ゼンメルワイスはデータを取ることと、推測し、実行することで成果を上げていきます。しかし実のところ彼は「臭い」が原因ではないかと考えその臭いを取る「脱臭作用のある塩素水で手を洗う」という方法を考え、たまたまその方法が効果があったようです。(私の推測。「死体の断片」という記述もありますが)
で、効果を上げますが、その結果
「晩年、彼は著述のなかで「私は良心に従って告白します。当時の私はどの医師よりも多くの解剖をおこなった者です。

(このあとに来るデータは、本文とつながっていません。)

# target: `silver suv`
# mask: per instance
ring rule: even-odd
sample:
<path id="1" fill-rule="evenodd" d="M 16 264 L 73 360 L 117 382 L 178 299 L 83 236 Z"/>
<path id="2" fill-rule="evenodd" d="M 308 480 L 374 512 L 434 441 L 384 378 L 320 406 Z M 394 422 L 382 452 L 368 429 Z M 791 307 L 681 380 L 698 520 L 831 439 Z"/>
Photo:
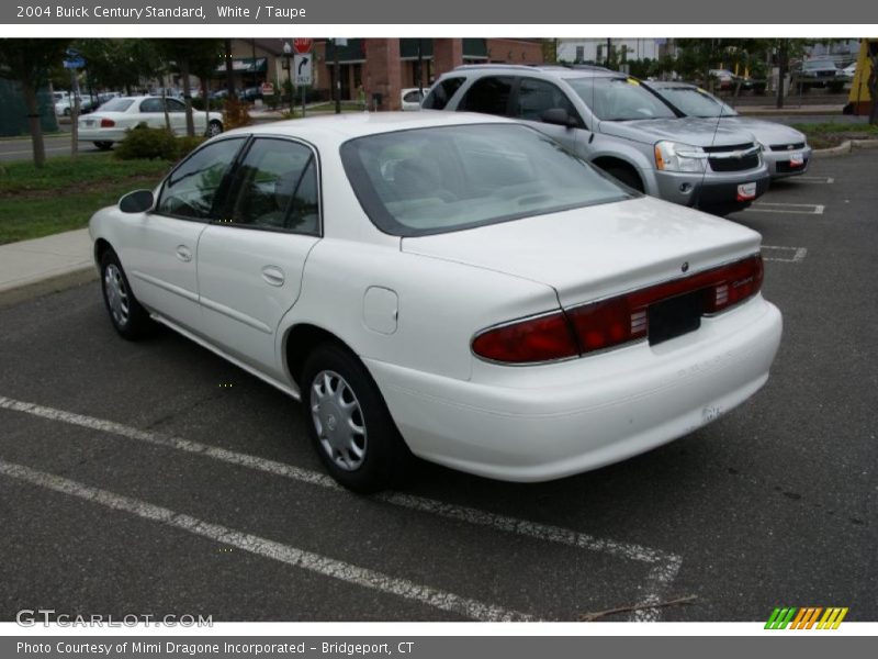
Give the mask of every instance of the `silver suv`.
<path id="1" fill-rule="evenodd" d="M 719 215 L 768 189 L 748 132 L 682 118 L 637 79 L 600 67 L 460 66 L 423 109 L 518 119 L 635 190 Z"/>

この私の汚れた手で若い身空で墓場に送られた婦人達の多はただ神のみが知りたまうところです」と述べています。」
と苦しんだとのことです。これはゼンメルワイスだけでなく、ゼンメルハウスの言うことを「なるほど」と思った他の医師でも自責の念にかられて自殺した人が出たとか。

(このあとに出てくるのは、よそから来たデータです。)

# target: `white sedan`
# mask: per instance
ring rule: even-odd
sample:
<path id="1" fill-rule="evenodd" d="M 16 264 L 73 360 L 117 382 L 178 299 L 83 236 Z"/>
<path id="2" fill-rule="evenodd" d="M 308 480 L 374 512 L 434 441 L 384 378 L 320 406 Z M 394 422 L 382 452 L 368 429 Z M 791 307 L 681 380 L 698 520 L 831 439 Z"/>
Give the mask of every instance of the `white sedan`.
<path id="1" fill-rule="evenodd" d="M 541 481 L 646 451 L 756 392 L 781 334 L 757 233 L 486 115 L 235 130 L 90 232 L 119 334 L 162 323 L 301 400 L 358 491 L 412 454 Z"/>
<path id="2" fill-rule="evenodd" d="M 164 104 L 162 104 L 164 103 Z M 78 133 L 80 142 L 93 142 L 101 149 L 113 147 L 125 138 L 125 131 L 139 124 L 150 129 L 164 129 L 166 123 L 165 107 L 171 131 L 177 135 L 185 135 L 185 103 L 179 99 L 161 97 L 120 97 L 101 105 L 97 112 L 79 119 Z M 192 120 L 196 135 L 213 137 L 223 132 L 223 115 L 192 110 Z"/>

また当時の多くの医師がゼンメルワイスの言うことを信じなかった理由のひとつに「おいおい、俺らが原因やと言いたいのかあ」という反発もあったとか。
これね・・・私が自閉症の人へのTEACCH的取り組みをあれこれ勉強しはじめて、納得し、そして地域の特別支援教育担当教師の研修会で少々意見を述べたことがあります。たぶんその時、運動会の練習で苦しんでいる自閉症の人がいることも伝えたのでしょう。
会が終わってから、肢体不自由特別支援学校時代に同僚だった、当時特別支援学級担当の先生、子どもたちのことを考えて、すごくいい実践をされてた方、が私に話をしに来てくれました。
「kingstoneさんの言うことが正しいとしたら、私らが自閉症の子を苦しめて来た、ということになるのん?」
私は
「・・・そうかもしれんなあ」
と答えました。当時の私は「あの手この手で参加できるようにして当然」と考えていた頃でしたが。今は、「あの手この手を考えて当然。でもいざとなったら参加しなくてもええやん。たかが運動会」と考えていますが。
みんな愛情豊かで熱心な先生であることは間違いないねんけどね。
で、自分が、まさにそれゆえに自閉症の子どもたちを苦しめてきた、ということは認めにくいやろなあ・・・
まあたぶんノースカロライナのTEACCH部の人は決してそんな教師も責めないと思いますけどね。責めずにどうしたら自閉症の人を理解できるか、対処法はどうしたらいいかを一緒に考えるとは思います。
ゼンメルワイスが精神を病んだ理由はわかりませんが、周囲から理解されなかったこと、もひとつの理由にはなっているのでしょうね。